The Selling Of Google AdWords

Posted: 30 Sep 2009 05:00 AM PDT

Throughout 2005, the year after the company went public on NASDAQ, Google commissioned multiple research agencies to run analysis on the importance of Internet search and search advertising in purchasing decisions across a variety of verticals. While part of this research – which the company probably still orders considering how important the business continues to be for Google’s bottom line – eventually finds its way to the Google AdWords product page, it’s interesting to gain some insight into what kind of studies the search giant commissioned and which conclusions the research agencies pulled from the data gathered from direct consumer surveys and other means.

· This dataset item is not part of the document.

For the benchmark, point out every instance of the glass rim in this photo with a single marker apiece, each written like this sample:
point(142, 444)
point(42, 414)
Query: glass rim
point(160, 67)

Below are some screenshots from internal documents used by Google to gauge the importance of keyword search in purchasing decisions for industries like B2B technology, logistics, travel, healthcare, entertainment and more which we got our hands on. Bear in mind that this data is relatively old, with some of the research going back as far as March 2005. Nevertheless, it’s a fascinating look at how Google looks at its own core business and how it apparently uses the information weeded out by research agencies to better market AdWords and related services to the verticals cited above.

Below is a screenshot of a graph used in an internal Google presentation, showing survey data collected by Global Market Insite and Media Screen. The research agencies had conducted 300 web-based interviews with consumers that use the Web to research and/or purchase telecom services. In this case, they demonstrated that portals and retail shopping sites were rarely visited first by the surveyed persons when going online to research telecommunication services. 64% went to a search engine first, double the amount of people who answered that they’d visit the website of a telecom service provider before anything else.

The second chart lifted from the docs reveals the agencies also found that more than 70% of all survey respondents preferred Google for their product searching needs over other engines.

For the Beauty vertical, the survey also yielded some insightful data on which other influential information sources respondents indicated as important to them when purchasing beauty products on the Web. Topping the list were Print (49%) and TV (46%), closely followed by search engines searches and POS displays in stores (both 43%). Sponsored links in search results was surprisingly low in the list, with 12% of respondents saying it’s an important resource for them when buying skin care products, fragrances etc.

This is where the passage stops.